Mobilités et dynamiques des espaces publics : une méthodologie associant enquête par questionnaires et observations

William Berthomière, Marie Chabrol, Maria Mercedes Di Virgilio, Françoise Dureau, Jean-Pierre Lévy, Thierry Lulle

 Plan de localisation et photographies de la gare de Lugano (Buenos Aires)
 Plan de localisation et photographies de la gare de Lugano (Buenos Aires)

L’étude des mobilités quotidiennes, comprises comme "l’ensemble des pratiques de déplacement d’une population dans son cadre habituel" s’inscrit dans des questionnements de plus en plus diversifiés, à l’origine de nombreuses avancées méthodologiques. Au-delà de la production de connaissances sur les pratiques de déplacement, les collectes mises en œuvre peuvent avoir pour objectif d’analyser et de comprendre les dynamiques des territoires urbains et des lieux qui le composent.

Cette contribution présente un dispositif de collecte dans les espaces publics associant une enquête par questionnaires courts et des observations in situ. Plus récemment, dans une recherche portant sur les recompositions sociospatiales en cours depuis les années 1990 dans les anciennes périphéries de métropoles latino-américaines, l’approche a été complétée par la seconde composante du dispositif : la constitution d’un corpus photographique et vidéo.


Une approche relationnelle des mobilités quotidiennes

Thierry Ramadier

Cette contribution cherche à poser quelques éléments méthodologiques d’une approche relationnelle des déplacements géographiques qui seront aussi désignés par mobilité géographique.
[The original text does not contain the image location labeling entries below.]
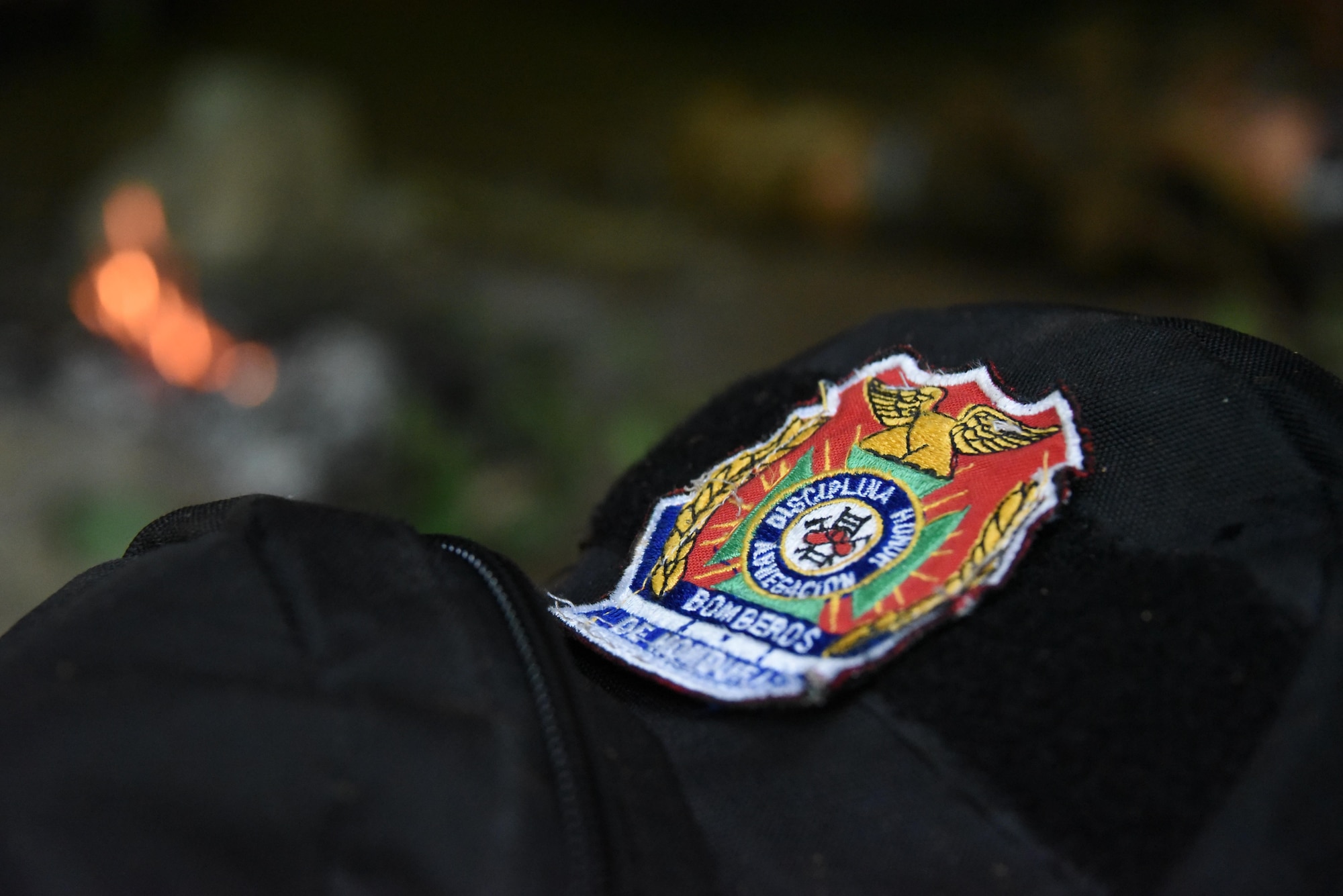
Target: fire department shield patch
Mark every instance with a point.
(884, 507)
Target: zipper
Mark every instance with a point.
(575, 828)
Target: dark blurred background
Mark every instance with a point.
(464, 262)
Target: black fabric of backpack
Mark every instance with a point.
(275, 697)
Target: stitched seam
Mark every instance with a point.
(571, 816)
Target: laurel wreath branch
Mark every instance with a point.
(989, 552)
(714, 489)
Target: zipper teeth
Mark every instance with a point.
(575, 834)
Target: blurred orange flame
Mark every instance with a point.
(128, 298)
Cette approche privilégie les aspects sociomorphologiques de l’espace géographique.

Elle présente la méthodologie pour décrire et comprendre les mobilités quotidiennes, à partir du postulat suivant : si la restriction de nos déplacements géographiques s’apparente à une véritable atteinte à notre liberté au sens le plus large comme le plus restreint de son acception, il n’en reste pas moins que nos déplacements quotidiens ne sont ni le signe ni le vecteur d’une quelconque liberté qui se définirait à l’échelle individuelle. 

En effet, enserrées dans un faisceau de significations valorisées (c’est-à-dire "positives"), les mobilités seraient plutôt le signe et le vecteur d’une liberté qui se définirait à l’échelle collective et se construirait à l’aune de nos rapports sociaux.

Relever les mobilités quotidiennes à partir de la relation entre la situation géographique et les dispositions sociocognitives de la personne suppose d’élaborer des outils dont certains serviront à l’enquête alors que d’autres seront utilisés uniquement pour l’analyse. Ainsi, le relevé des caractéristiques habituelles des mobilités quotidiennes (lieu de départ et de destination, horaire, mode, activité associée, etc.) et les indicateurs sur la manière de s’engager dans le déplacement font partie des outils qui servent à questionner l’échantillon de personnes. En revanche, la situation géographique et sa relation avec les manières de faire avec l’espace sont totalement opaques à l’enquêté, car ces outils ne sont manipulés qu’au moment de l’analyse.